My mother’s Recipe Drawer in a way charts the history of family cooking in Melbourne. My parents lived in suburban Melbourne, had three children, had a busy social life and lived a fairly ‘average’ Melbourne lifestyle. The recipe collection reflects this.
When Mum first started cooking for her family late in the 1940s our basic family evening meal was meat and three veg. The meat, mostly lamb and beef, was not too expensive and usually bought from Mum’s brother who was a butcher. Vegetables were plentiful and most homes had a vegetable patch, my father grew tomatoes and beans and other assorted vegies. We had a passionfruit vine on the back fence and a couple of fruit trees. Dad was a keen fisherman and fish appeared on the table usually once a week. Chicken and pork were luxury items and were only served at Christmas. The chicken having been bought live to be killed by my Father, with Mum havinf the task of plucking and preparing it for roasting. Celebration and entertaining dishes were more elaborate, but still in the English style.
Over the years we saw many changes in our family meals and they reflected the changes that were happening throughout Australia.

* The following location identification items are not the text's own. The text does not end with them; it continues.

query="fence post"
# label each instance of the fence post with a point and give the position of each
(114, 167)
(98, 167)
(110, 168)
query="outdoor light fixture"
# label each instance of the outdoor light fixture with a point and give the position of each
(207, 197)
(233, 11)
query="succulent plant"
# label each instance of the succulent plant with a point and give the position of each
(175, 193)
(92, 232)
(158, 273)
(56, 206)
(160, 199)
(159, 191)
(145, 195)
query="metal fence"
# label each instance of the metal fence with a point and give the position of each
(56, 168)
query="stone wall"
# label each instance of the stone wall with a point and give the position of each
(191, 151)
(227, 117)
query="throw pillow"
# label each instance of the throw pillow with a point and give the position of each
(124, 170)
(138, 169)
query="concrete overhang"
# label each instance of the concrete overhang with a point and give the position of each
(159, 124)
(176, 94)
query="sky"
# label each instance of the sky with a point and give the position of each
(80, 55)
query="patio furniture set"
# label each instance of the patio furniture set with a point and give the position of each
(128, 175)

In the 1940s England was still the ‘mother country’, even though the great majority of Australians had never been there. We studied its history, we bought its books and magazines, the influence was widespread and so it was only natural that our cuisine was mostly English, but over the years this gradually changed.

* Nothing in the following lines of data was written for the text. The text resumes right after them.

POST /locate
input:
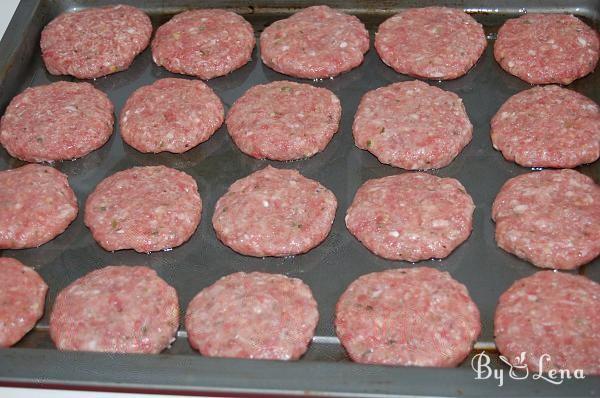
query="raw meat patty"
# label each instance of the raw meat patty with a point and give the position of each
(410, 317)
(412, 125)
(95, 42)
(547, 48)
(171, 115)
(58, 121)
(551, 313)
(204, 43)
(256, 315)
(36, 205)
(411, 216)
(316, 42)
(432, 42)
(144, 208)
(274, 212)
(22, 296)
(550, 218)
(284, 120)
(548, 127)
(116, 309)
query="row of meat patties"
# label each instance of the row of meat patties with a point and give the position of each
(411, 317)
(318, 42)
(550, 218)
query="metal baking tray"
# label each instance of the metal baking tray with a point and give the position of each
(328, 269)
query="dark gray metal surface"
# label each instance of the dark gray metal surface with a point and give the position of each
(325, 370)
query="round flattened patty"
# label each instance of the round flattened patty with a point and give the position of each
(548, 127)
(204, 43)
(36, 205)
(284, 120)
(22, 296)
(412, 125)
(58, 121)
(171, 115)
(274, 212)
(95, 42)
(409, 317)
(255, 315)
(316, 42)
(547, 48)
(120, 309)
(550, 218)
(144, 208)
(411, 216)
(552, 317)
(432, 42)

The English cuisine arrived with the First Settlement of convicts and soldiers in 1788, Free Settlers followed, mainly from the UK and Ireland and they were followed by government immigration schemes, the Gold Rush, refugees fleeing war torn Europe, post war immigration from Europe and the Mediterranean countries and assisted immigration from the UK and Ireland and more recently Asian, Indian and African immigrants, all bringing the tastes and flavours of their countries with them. This has given Australia a unique and wonderful style all of its own – a style that keeps evolving.
Over the years Chinese, Italian, Greek, Lebanese, Turkish, Vietnamese and Thai restaurants, to name a few, opened in the city and the suburbs, but more importantly delicatessens and shops stocking their ingredients also appeared and our food habits changed forever. Food that had once appeared exotic or foreign to the average Australian started to become commonplace. Today, Australia is a multicultural society and our food reflects this.
The early changes that appeared in my Mother’s kitchen were Chinese Fried rice, Italian Spaghetti Bolognese, the European delights of Beef Bourguignon and Cheesecake , American Hamburgers and instant coffee replacing coffee essence.
Looking through the recipes from Beb’s Recipe Drawer you can see the changes and how many of the recipes are the basis for today’s cooking. Perhaps the old saying “Everything old is new again” isn’t too far wrong after all. What do you think?